48. О дарах и о том, как их принимают
Вчера, говоря о том, что медитация — это игра для одиночек, я вдруг подумал об этих самых записках, которые пишу уже почти шесть недель. Понемногу они превратились в медитацию, то есть в «уединенное знание» — ас другой стороны, я ведь собираюсь их опубликовать. И это во многом повлияло на ход работы: например, я стал заботиться о краткости и точности изложения. Кроме того, размышляя о прошлом, я слишком редко оглядываюсь на себя «в настоящем»; но ведь постоянное (и отнюдь не поверхностное) внимание к тому, что происходит в твоей душе в момент работы — неотъемлемая часть труда медитации. Эти недостатки, без сомнения, должны были сказаться на том, как складывается мое представление о действительности, на «качестве» моего труда. И все же я чувствую, что это настоящая медитация: то, что дает мне эта работа, вполне однозначно свидетельствует о ее природе. Ко мне приходит некое знание о себе самом (прежде всего, знание из прошлого ), которого я до сих пор избегал. Размышление протекает свободно, естественно: совершенно неожиданно для себя я написал почти пятьдесят «разделов», или «параграфов», причем всякий раз, начиная новый, я не мог предугадать, чем он завершится. Я никогда заранее не обдумывал содержания очередного раздела: оно открывалось мне лишь по мере того, как на бумаге возникали новые строчки. Я ничего не «изобретал»: я просто шел своей дорогой, и на каждом повороте меня ждали находки — факты, которых я раньше не замечал, или уже известные вещи, вдруг представавшие в новом, неожиданном свете.

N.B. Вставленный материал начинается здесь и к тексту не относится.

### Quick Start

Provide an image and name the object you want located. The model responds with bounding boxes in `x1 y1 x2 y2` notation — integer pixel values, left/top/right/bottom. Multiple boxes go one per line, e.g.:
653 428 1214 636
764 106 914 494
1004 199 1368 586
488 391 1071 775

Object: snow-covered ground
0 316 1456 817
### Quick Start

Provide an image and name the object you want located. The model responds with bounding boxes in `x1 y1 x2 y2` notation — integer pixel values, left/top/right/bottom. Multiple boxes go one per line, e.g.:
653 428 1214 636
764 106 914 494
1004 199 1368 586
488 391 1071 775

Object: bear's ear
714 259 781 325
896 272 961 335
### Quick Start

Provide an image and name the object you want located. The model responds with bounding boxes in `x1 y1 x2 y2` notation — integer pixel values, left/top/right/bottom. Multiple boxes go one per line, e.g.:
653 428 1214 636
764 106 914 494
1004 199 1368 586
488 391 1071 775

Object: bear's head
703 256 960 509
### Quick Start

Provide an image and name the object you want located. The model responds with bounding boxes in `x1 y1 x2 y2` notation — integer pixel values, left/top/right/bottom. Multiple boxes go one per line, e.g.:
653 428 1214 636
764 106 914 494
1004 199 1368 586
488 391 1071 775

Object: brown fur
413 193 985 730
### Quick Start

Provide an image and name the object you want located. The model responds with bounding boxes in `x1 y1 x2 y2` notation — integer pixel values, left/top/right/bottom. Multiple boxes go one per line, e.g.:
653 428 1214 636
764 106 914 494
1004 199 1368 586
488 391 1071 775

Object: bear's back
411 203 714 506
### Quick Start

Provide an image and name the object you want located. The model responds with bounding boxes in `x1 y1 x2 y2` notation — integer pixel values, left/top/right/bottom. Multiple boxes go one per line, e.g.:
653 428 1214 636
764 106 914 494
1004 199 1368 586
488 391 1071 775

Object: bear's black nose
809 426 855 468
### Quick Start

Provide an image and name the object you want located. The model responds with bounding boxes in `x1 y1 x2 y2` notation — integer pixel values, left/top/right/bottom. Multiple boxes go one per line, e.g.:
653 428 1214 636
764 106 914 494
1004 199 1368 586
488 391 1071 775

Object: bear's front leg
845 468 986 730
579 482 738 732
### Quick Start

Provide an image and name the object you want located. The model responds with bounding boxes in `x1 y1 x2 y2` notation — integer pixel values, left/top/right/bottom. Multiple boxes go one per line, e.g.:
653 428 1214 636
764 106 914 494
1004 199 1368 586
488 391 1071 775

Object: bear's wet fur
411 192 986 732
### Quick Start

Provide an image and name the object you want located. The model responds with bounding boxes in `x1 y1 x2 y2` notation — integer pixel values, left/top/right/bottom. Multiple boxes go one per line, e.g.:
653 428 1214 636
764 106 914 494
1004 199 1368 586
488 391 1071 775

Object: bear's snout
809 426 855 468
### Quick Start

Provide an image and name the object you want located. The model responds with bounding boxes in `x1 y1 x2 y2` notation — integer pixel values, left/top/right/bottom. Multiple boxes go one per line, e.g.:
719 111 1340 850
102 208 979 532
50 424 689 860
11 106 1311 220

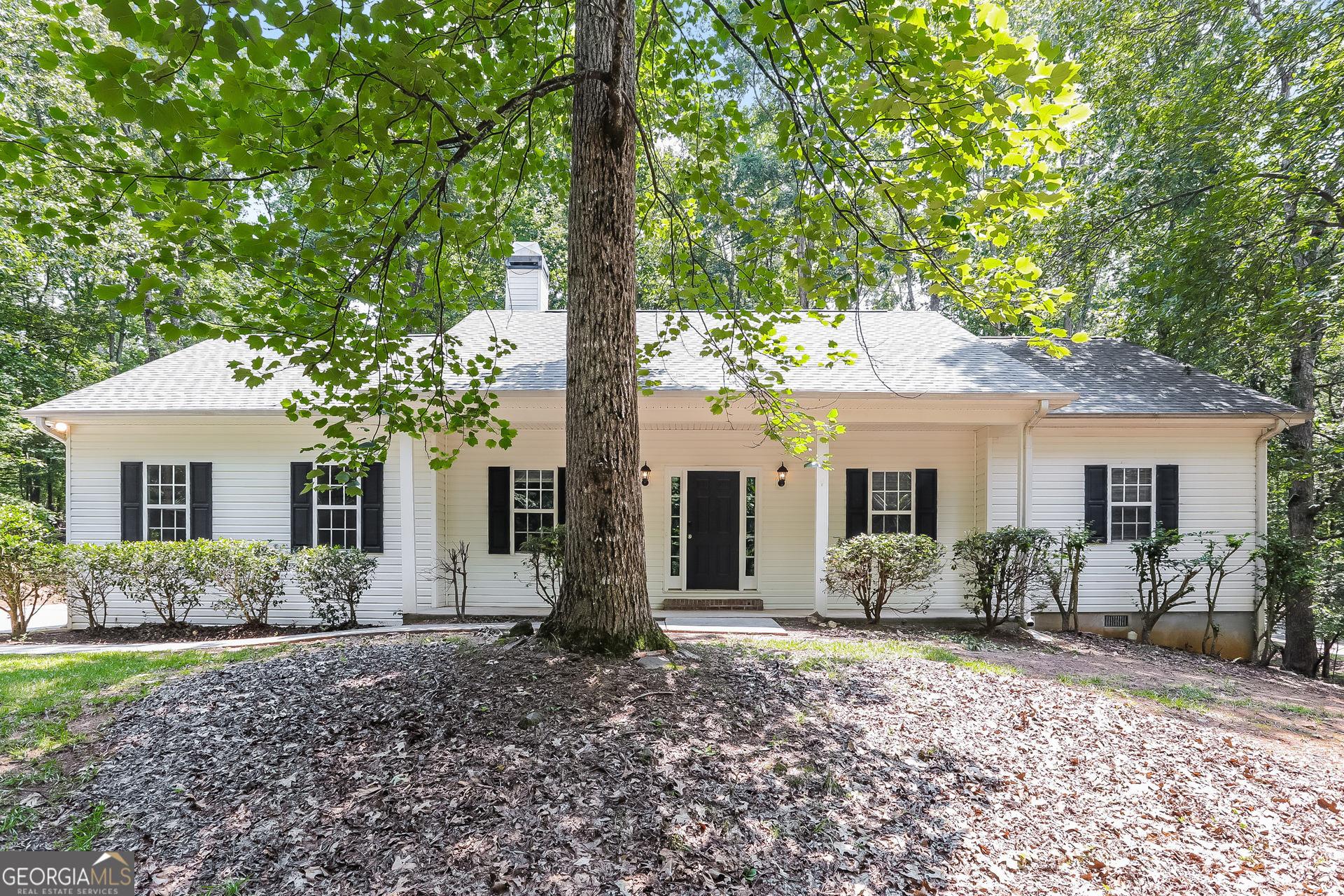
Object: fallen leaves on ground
18 631 1344 895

Итак, мой труд — не что иное, как диалог с самим собой, то есть медитация. Однако тот факт, что он с самого начала предназначен к публикации, более того — задуман как вступление к моим «Размышлениям о математике», никак нельзя сбросить с весов. Расчет предать записки гласности — не пустая формальность, в ходе работы он явственно говорит о себе. Благодаря ему самый труд в моих глазах приобретает особый смысл. Еще вчера я заметил, что хозяин, без сомнения, находит в этом определенную выгоду (ведь он — известный мастер искать выгоды в чем бы то ни было!) — но смысл «медитации для печати» отнюдь не сводится к тому, чтобы потрафить хозяину. Да и много ли ему радости от «награды», с которой Бог весть когда еще приковыляет к нему пресловутая кобылка о трех ногах! Он, быть может, до этого еще и не доживет. Вообще, смысл действия далеко не всегда исчерпывается причинами (как скрытыми, так и явными), побудившими тебя решиться на этот шаг. Оторвавшись от крыльца, дорога иной раз уходит дальше и глубже, чем ты думал, глядя на карту. Я чувствую это снова и снова. И в моем «возвращении в математику» мне также видится некий особый смысл — не тот, что я вкладывал в него поначалу. В душе человека соперничают разные силы; все вместе, они как будто побуждают его совершать те или иные поступки. Но даже по всем правилам вычислив равнодействующую всех этих сил, невозможно полностью описать результат.
Итак, вступление к «Размышлениям…», с которыми я возвращаюсь в математику, понемногу перешло в медитацию, и в этом, в большой степени, отражен самый смысл моего возвращения. Эти страницы я хочу предложить тем, кого я знал и любил в математическом мире — но я не льщу себя надеждой на то, что этот дар не пропадет понапрасну. Будет ли он принят, зависит не от меня, а от того, кому он предложен. Разумеется, судьба моего дара мне далеко не безразлична. Но ответственность за нее лежит не на мне. Я отвечаю лишь за то, насколько я сам верен своему дару, а значит, от меня требуется лишь одно — быть самим собой.